Bülent Arınç, hapiste vefat eden 84 yaşındaki Nusret Muğla’dan helallik istedi: “Sana ve arkadaşlarına faydalı olamadığım gibi kendime de faydalı olamadım.” dedi.
Onun gibi parti ileri gelenlerinin çoğu zulüm altında inleyen on binlerce gönüllünün masum olduğunun şahididir. Arınç mektubunda insaflı AKP’lilerin içlerine sindiremedikleri halde zulme sessiz kalmalarının sebebini,
“En küçük vicdani tavra saldıran zebanilerden” çekindiklerini ifade ederek özetlemiş.
Arınç-Gül gibi her ildeki diğer parti kurmayları, zulme uğrayan insanlık dışı muamele maruz kalan;
-İzmir ve Ege Bölgesi’nde hayır hizmetlerinden dolayı tutuklanan diğer fedakar insanları; Ankara’da İpek, Kayseri’de İstikbal ve Orta Anadolu’da mallarına el konulan benzeri hasenat sahiplerini; Gaziantep’te Naksan, Doğu-Güneydoğu-Akdeniz bölgelerinde irili ufaklı şirketleri gasp edilen işadamlarını, çok yakından tanır ve toplum için yaptıkları insani faaliyetlerden dolayı mağdur edildiklerini en iyi onlar bilir.
-Sağlıklı bir toplum dokusu için çabalayan öğretmen ve akademisyenlerin çalıştığı, dershaneler-okullar- üniversitelerde çocukları okuyan AKP’liller onların ne kadar faydalı hizmetler ürettiğinin canlı tanığıdır.
-Zaman, Samanyolu, İpek gruplarına ait medya organlarının sadece iyiliğe hizmet ettiği, köşe yazarlarının en zor zamanlarında mağdurları korumak için kendilerini ateşe attığını parti kurmayları unutmuş olamaz.
-1970’ten beri gönüllülerin ilmek ilmek kurduğu vakıf-dernek-sendika vb sivil toplum kuruluşlarının, ülkenin en ücra yerlerine kadar ulaşmış sohbet halkalarının, bugüne kadar toplum yararına ürettiği on binlerce projenin kazandırdıklarını o beldeki parti yöneticilerinin görmemesi imkânsız gibidir.
Bütün bu hayırlı hizmetleri yapan insanların çoluk çocuk yaşlı kadın hasta demeden yurt içinde ve dışında büyük travma yaşatılması karşısında, 10 yıla yakın süreden beri önde gelenlerin sessiz kalıp izlemiş olmasına haklı tepkiler geliyor.
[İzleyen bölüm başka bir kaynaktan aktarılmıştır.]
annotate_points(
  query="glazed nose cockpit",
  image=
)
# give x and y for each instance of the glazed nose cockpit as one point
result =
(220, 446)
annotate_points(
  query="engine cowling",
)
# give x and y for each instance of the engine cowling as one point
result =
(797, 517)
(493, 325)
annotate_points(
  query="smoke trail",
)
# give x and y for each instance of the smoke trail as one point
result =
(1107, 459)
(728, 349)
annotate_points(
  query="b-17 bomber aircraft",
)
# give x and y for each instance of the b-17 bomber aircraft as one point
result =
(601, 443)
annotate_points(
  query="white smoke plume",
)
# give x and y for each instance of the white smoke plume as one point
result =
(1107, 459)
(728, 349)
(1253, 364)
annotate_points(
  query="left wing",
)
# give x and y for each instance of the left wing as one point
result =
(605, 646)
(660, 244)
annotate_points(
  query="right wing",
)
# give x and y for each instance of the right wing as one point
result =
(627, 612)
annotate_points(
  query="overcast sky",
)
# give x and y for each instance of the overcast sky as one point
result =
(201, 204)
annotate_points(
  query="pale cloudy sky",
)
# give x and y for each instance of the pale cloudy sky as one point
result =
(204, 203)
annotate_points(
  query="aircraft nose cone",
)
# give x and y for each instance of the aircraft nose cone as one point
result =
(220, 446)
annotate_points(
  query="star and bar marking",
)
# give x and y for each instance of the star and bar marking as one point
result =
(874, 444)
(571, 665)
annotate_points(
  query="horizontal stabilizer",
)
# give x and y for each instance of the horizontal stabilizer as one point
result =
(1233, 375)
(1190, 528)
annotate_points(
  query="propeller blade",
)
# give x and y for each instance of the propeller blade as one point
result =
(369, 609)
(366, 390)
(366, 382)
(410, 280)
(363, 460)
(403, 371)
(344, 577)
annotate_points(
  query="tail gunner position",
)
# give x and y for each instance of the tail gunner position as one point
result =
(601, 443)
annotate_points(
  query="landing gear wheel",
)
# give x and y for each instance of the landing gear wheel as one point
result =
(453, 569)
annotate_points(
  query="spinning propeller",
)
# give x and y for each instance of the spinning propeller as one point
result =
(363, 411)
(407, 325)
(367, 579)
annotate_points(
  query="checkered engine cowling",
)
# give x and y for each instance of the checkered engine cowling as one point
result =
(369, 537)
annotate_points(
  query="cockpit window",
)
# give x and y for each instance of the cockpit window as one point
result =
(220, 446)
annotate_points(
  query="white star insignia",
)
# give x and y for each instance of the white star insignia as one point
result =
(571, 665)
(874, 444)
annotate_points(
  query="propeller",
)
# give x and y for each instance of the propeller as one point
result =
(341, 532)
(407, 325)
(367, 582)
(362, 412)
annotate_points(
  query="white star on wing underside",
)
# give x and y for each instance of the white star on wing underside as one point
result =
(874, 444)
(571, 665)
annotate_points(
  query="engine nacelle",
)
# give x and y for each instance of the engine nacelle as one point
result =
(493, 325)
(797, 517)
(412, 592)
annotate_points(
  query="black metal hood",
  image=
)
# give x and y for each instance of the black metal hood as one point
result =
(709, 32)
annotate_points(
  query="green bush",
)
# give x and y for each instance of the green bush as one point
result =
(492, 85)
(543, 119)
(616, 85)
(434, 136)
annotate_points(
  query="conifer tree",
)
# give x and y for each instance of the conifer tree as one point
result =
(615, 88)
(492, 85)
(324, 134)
Arınç’ın mektubuna birçok gönüllünün sitem yüklü mesaj vermesi anlayışla karşılanmalı.
Çünkü;
-Yakından tanıdıkları binlerce samimi insanin hayır hizmetiyle suçlanıp tüm varlıklarının gasp edilmesi,
-Ülkenin baş belası bir suç örgütüyle ortak kurgulanan darbe-fişlemeleriyle yüz binlerin atılıp, işsiz bırakılması,
-Emirle köprüye götürülen öğrenci-darbeye karşı koyan dâhil on binlerce suçsuz askerin mahkum edilmesi,
-Ülkede 50 yıldan beri olumlu hizmetleriyle herkese kendini kabul ettirmiş bir iyilik damarının vahşice derin devlet canavarlarının önüne yem olarak atılıp parçalanırken ses çıkarılmamış olması, insanlarda çok büyük acılara yol açtı; kimisi hapiste ya da suda boğulup öldü on binler evini yurdunu terk edip kaçmak zorunda kaldı.
Devleti ele geçiren suç örgütlerinin ölüm makineleri hala masum bedenleri biçmeyi sürdürüyor.
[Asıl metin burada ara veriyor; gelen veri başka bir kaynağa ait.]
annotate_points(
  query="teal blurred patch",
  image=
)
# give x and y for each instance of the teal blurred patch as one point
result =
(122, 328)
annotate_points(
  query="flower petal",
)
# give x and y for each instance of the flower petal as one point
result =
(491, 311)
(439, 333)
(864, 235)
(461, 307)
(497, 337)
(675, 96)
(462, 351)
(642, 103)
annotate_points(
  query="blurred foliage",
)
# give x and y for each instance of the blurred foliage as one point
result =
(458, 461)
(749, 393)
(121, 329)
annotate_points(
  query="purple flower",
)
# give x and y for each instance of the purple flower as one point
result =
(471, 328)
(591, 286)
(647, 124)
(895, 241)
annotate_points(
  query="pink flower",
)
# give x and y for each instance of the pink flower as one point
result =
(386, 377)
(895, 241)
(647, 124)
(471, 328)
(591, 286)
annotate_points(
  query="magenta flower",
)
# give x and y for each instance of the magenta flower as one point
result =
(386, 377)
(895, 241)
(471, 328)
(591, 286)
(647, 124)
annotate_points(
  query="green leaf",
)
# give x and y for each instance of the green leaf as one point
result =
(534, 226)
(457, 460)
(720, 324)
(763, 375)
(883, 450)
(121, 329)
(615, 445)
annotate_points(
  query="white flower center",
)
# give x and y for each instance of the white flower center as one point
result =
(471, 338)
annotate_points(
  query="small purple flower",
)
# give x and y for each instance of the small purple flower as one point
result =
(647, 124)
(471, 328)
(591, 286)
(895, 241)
-Bir bölümü yurt içinde şeytanlaştırılıp açlıkla-şantajla-hapisle tehdit edilirken,
-Bazılarının yurt dışında tutunmak için onlarca problemle boğuşuyor olması, ailelerin parçalanması, sahipsiz çocuklarla bir nesli eritip yok etmek için caba harcanıyor olması onlarda büyük infialler oluşturuyor.
Mektupta hasta tutuklu olarak zikredilenlerden insanlık tarihine adını yazdırmış bir kahramanın daha, Yusuf Bekmezci’nin, benzeri zulüm altında hapiste vefat haberini üzülerek öğrendik. Yurda girme ya da hizmet üretme fırsatı verilmeyen Hacı Kemal, Mehmet Ali Hoca gibi büyük insanlar yurt içinde ve dışında ölmeye devam ediyor.
Dindarlığı öne çıkaran bir parti kendi temel değerlerini inkâr anlamına gelen bu eylemleri hangi psikoloji ile yapıyor ve bütün bu suçları işleyecek insanları kim nereden buluyor.
Emek sarf etmeden istediğini elde etmeye alışmış bir grup suçları ortaya çıkınca, kirli suç şebekeleri ile ortaklık kurup suç halkasını genişleterek kendini korumaya alıyor.
Parti karar mekanizmasına çöreklenmiş kendi halkı dâhil herkesle savaştığını düşünen, kazanmak için insanlık dışı her suçu işleyebilecek kadar gözünü karartmış bu grup, masum partileri dışlayıp etraflarında suç işlemeye müsait insanlardan bir koruma duvar örüyor.
Geçmişte büyük suçlara karışanlar tespit edilip tutuklanıyor, pazarlıkla suç ortağı yapılıp sokağa salınıyor.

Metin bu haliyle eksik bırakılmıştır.